神の国を侵略した龍《ドラゴン》 7
ストーク号の腹から2基の砲塔が出現。同時にビーム砲を発射。2条の光線が怪獣のうなじの同じ個所に同時着弾。炸裂。しかし、怪獣は涼しい顔をしています。
隊長はただ驚くだけ。
「き、効いてない?・・・」
それに寒川隊員が応えました。
「隊長、あの怪獣の上から見える部分は、皮膚がぶ厚いんじゃないですか?」
「なるほど、それでビーム砲が効かないのか?・・・ てことは、脇から攻撃すれば・・・」
隊長周囲を見ました。
「しかし、このビル群・・・ ここじゃ脇からの攻撃は絶対ムリだな・・・」
しかたなくストーク号とヘロン号は上空で待機となりました。その間も怪獣は道路を進行していきます。

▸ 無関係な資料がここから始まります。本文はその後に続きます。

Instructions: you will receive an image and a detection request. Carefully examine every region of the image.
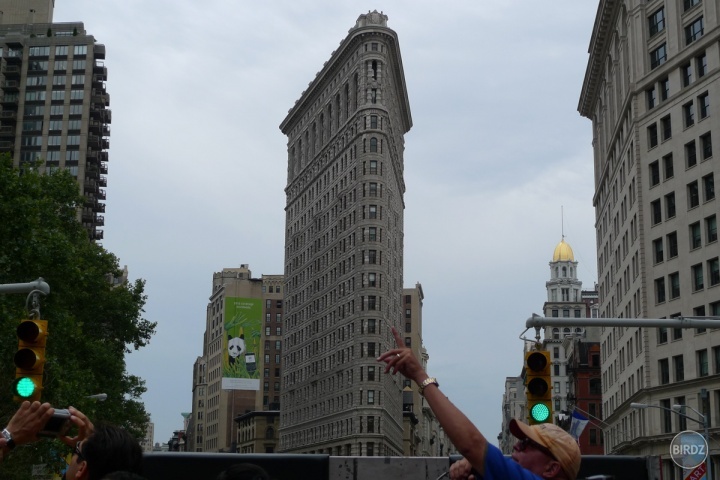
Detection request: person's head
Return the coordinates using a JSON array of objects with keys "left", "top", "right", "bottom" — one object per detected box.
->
[
  {"left": 65, "top": 425, "right": 143, "bottom": 480},
  {"left": 215, "top": 463, "right": 270, "bottom": 480},
  {"left": 509, "top": 419, "right": 581, "bottom": 480}
]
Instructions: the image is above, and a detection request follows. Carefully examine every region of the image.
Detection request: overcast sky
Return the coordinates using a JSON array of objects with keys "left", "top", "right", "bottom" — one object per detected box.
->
[{"left": 53, "top": 1, "right": 600, "bottom": 446}]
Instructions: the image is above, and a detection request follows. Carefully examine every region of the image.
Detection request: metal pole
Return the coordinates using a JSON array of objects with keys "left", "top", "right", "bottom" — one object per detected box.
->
[
  {"left": 0, "top": 278, "right": 50, "bottom": 295},
  {"left": 525, "top": 314, "right": 720, "bottom": 329}
]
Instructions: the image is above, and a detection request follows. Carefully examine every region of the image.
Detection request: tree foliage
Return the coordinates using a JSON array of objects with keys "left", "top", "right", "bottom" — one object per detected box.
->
[{"left": 0, "top": 156, "right": 156, "bottom": 477}]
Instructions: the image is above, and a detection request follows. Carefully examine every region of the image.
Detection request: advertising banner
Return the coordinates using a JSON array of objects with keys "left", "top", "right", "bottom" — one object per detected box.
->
[{"left": 221, "top": 297, "right": 261, "bottom": 390}]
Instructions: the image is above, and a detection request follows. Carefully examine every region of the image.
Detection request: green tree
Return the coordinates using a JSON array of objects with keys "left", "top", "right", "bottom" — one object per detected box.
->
[{"left": 0, "top": 157, "right": 156, "bottom": 478}]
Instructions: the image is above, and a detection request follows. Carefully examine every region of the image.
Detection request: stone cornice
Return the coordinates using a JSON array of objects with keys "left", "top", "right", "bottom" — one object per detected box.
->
[
  {"left": 578, "top": 0, "right": 620, "bottom": 118},
  {"left": 280, "top": 20, "right": 412, "bottom": 136}
]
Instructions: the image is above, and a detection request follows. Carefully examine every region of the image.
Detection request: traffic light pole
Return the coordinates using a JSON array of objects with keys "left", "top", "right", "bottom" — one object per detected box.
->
[
  {"left": 522, "top": 314, "right": 720, "bottom": 342},
  {"left": 0, "top": 278, "right": 50, "bottom": 296},
  {"left": 0, "top": 278, "right": 50, "bottom": 317}
]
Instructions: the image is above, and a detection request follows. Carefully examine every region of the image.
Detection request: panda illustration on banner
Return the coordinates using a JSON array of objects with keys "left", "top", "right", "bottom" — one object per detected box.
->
[{"left": 227, "top": 332, "right": 246, "bottom": 365}]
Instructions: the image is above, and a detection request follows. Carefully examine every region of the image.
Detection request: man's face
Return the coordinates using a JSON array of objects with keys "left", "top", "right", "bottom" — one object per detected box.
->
[
  {"left": 511, "top": 437, "right": 560, "bottom": 478},
  {"left": 65, "top": 440, "right": 87, "bottom": 480}
]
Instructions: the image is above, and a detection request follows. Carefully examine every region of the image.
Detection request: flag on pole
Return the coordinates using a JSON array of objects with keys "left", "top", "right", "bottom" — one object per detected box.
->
[{"left": 569, "top": 410, "right": 589, "bottom": 441}]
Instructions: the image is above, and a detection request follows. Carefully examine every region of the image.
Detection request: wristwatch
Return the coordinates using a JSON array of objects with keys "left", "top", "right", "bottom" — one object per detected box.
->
[
  {"left": 418, "top": 377, "right": 439, "bottom": 396},
  {"left": 1, "top": 429, "right": 15, "bottom": 450}
]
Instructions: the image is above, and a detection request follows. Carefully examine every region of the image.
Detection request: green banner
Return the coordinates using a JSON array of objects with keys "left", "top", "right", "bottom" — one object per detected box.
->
[{"left": 221, "top": 297, "right": 261, "bottom": 390}]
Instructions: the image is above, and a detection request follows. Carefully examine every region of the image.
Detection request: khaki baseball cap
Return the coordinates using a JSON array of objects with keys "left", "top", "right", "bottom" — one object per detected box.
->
[{"left": 510, "top": 419, "right": 581, "bottom": 480}]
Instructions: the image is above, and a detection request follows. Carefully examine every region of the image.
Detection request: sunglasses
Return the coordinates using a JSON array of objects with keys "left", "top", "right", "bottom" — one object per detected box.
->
[
  {"left": 517, "top": 437, "right": 557, "bottom": 460},
  {"left": 74, "top": 441, "right": 85, "bottom": 462}
]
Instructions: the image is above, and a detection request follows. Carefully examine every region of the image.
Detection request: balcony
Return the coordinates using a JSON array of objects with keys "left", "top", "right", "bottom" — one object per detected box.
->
[
  {"left": 92, "top": 91, "right": 110, "bottom": 107},
  {"left": 98, "top": 175, "right": 107, "bottom": 187},
  {"left": 0, "top": 140, "right": 14, "bottom": 151},
  {"left": 0, "top": 125, "right": 15, "bottom": 136},
  {"left": 0, "top": 111, "right": 17, "bottom": 121},
  {"left": 2, "top": 65, "right": 21, "bottom": 77},
  {"left": 101, "top": 139, "right": 109, "bottom": 150},
  {"left": 93, "top": 203, "right": 105, "bottom": 213},
  {"left": 100, "top": 164, "right": 108, "bottom": 174},
  {"left": 1, "top": 80, "right": 19, "bottom": 91},
  {"left": 88, "top": 134, "right": 100, "bottom": 148},
  {"left": 90, "top": 228, "right": 104, "bottom": 241},
  {"left": 95, "top": 215, "right": 104, "bottom": 226},
  {"left": 99, "top": 151, "right": 108, "bottom": 163},
  {"left": 94, "top": 44, "right": 106, "bottom": 60},
  {"left": 1, "top": 94, "right": 19, "bottom": 106},
  {"left": 93, "top": 61, "right": 106, "bottom": 74},
  {"left": 98, "top": 189, "right": 106, "bottom": 200}
]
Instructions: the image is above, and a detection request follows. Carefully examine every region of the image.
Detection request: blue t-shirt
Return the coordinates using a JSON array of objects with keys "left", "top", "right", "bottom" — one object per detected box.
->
[{"left": 481, "top": 443, "right": 544, "bottom": 480}]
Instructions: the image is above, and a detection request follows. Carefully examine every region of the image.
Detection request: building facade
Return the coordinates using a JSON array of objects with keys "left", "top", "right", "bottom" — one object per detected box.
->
[
  {"left": 499, "top": 375, "right": 526, "bottom": 454},
  {"left": 279, "top": 11, "right": 412, "bottom": 455},
  {"left": 541, "top": 239, "right": 600, "bottom": 424},
  {"left": 0, "top": 2, "right": 110, "bottom": 241},
  {"left": 188, "top": 265, "right": 284, "bottom": 453},
  {"left": 563, "top": 328, "right": 604, "bottom": 455},
  {"left": 579, "top": 1, "right": 720, "bottom": 477}
]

怪獣は渋谷公園通りからNHK方向へ。ようやくビル群がなくなりました。ストーク号は高度を下げました。
「よーし、今だ! ビーム砲発射!」
コックピットの隊長がコンソールと一体になったトリガーを引きました。するとストーク号の下部の砲塔2基がビーム砲を発射。2条の光線が怪獣の頬の同じ個所を捉えました。炸裂。が、やはり何も効いてません。隊長は驚いてます。
「き、効いてない?・・・」
寒川隊員も驚いてます。
「どうなってんだ、あいつの身体は!?」
「うざいんだよーっ!」
怪獣が再び火焔を放射。それがストーク号に向かいます。隊長の命令。
「ショートジャンプ!」
寒川隊員が応えます。
「了解!」
火焔がストーク号に届く寸前、ストーク号が消滅。次の瞬間、怪獣の反対側にストーク号が出現。怪獣はそれを横目で見て、
「え、魔法?・・・ ふふ、この世界の人間は転送魔法が使えるのか? こいつはおもしろいじゃないか!」
再びストーク号のコックピット。女神隊員が5点式シートベルトを外しながら、
「隊長、私が行きます!」
隊長が横目で後ろの女神隊員を見て、
「大丈夫か? これまでの相手とは、ぜんぜん違うぞ!?」
「ふふ、軽く片付けてやりますよ!」
「ふ、そっか。じゃ、頼む!」
次の瞬間女神隊員の姿はふっと消えました。
と、ストーク号よりはるかに高い空に黒い渦巻き状の雲が現れ、そこから巨大化した女神隊員の身体が出現しました。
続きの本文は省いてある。